Last night's camp was eerily silent. The sort of blanketing silent that heightens awareness and has you listening intently for anything. I actually find such total silence a bit disconcerting after dark and confess I spent a little while pre-sleep slightly on edge. None of it seemed to bother Emma-the-Comatose; who, of course, always sleeps terribly.
The trail cam picked up one small mammal on two occasions and its form and movements were unfamiliar. We're going to have to look at this one on a better quality monitor on our return.
The morning produced some good birdlife and at one point a mixed foraging tit flock passed through that included, coal, blue, crested, and willow tits; plus firecrest. A harbinger of autumn, for sure.
The forest tracks around the area lent themselves well to a run and so - once again session-shamed by Emma - I pulled on my runners and had a wheeze about for half an hour whilst thinking constantly of a massive chocolate-based reward.
To the drive. Well, it was supposed to be a short one today and it sort of was in one way, but not in another. The whole thing was only about 120 kilometres and was predicted by OsmAnd to take about two and a half hours. The app is set to reflect our normal truck-achievable mixed-roads average speeds and normally works out pretty accurately.
Not today. The terrain was very tricky indeed and compounded by a couple of road closures (this is Czechia, after all).

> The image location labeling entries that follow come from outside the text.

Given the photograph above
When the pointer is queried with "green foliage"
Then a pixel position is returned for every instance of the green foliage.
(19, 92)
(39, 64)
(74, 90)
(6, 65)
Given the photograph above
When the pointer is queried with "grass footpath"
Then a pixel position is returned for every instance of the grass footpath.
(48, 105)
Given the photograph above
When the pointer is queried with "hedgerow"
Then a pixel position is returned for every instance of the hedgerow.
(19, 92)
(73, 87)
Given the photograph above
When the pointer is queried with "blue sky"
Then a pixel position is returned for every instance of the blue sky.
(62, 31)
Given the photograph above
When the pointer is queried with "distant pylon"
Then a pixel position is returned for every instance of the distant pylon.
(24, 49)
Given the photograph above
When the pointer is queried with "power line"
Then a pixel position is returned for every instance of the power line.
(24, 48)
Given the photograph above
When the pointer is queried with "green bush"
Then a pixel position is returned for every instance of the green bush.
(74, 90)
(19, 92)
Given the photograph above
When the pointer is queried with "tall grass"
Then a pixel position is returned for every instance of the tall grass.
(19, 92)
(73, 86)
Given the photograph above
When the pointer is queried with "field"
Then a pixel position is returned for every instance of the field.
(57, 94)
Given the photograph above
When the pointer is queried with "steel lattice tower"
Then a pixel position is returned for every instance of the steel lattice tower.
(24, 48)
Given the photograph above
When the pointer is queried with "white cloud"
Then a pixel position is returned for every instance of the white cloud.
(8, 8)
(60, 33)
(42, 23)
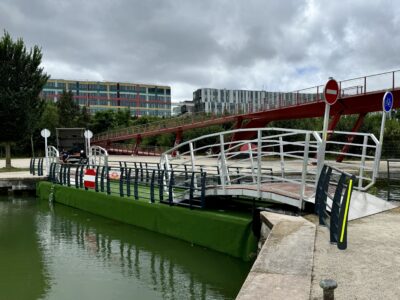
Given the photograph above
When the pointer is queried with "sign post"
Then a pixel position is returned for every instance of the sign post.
(331, 94)
(387, 104)
(46, 133)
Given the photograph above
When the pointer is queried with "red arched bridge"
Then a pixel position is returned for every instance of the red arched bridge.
(358, 96)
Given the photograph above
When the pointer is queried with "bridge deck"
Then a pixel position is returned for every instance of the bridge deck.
(361, 205)
(287, 193)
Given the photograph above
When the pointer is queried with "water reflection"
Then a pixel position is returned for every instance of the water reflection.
(22, 271)
(93, 257)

One of the road closures saw us diverted (by me and OsmAnd, not officially) via a series of 'roads' (some unsealed) that were amongst the narrowest, twistyest and steepest that the truck has ever seen. In places there were also heinously tight hairpins and precipitous dropoffs. Progress was pedestrian; maybe even sub-pedestrian at times.
At one point we hit a real pinch. We came upon a narrow bridge over a railway that was situated right on a tight right-hand bend. Because of the bend, I couldn't square the truck up before creeping onto the bridge so found myself entering it's narrow confines whilst being forced to turn quite sharply right. This, naturally, meant cut-in issues amidships.
The first attempt didn't work out. There was no way the truck would go without either bashing the bridge with the front left bumper or rear right wheel (or both). I backed off, realigned using the very last centimetres of available space and went again. Emma hung out of the passenger window watching the front bumper, whilst I threaded the thing forwards making micro-adjustments to steering as I went. It just went. We had maybe 15-20mm at each extremity to play with (pic). It wasn't our truck-squeeze PB, but it wasn't far off.
The two and a half hour drive turned out to be about five and a half. On the upside, the scenery all day has been absolutely gorgeous. The heavily wooded uplands of Czechia sprinkled with sparkling rivers, twee villages and archetypal pre-intensive agricultural scenes has been a (sometimes nervous and sweaty) joy.
Tonight's stopover spot was another intuition-from-map-features job and it's so far proved a good one. It's supported a lumpy but enjoyable ride out for Emma on the bike, and a come-down watching dragonflies, eating Pringles* and drinking alcohol for me.
Tomorrow, all three of us could do with seeing some flat, straight, smooth roads.
Post composed at 22:15 on Wednesday 20th August from our intended overnighting spot N 50.83861°, E 14.88936° / http://maps.google.com/maps?q=loc:50.83861%2C14.88936
*Not real ones, Aldi copies. Arrivistes, we are not.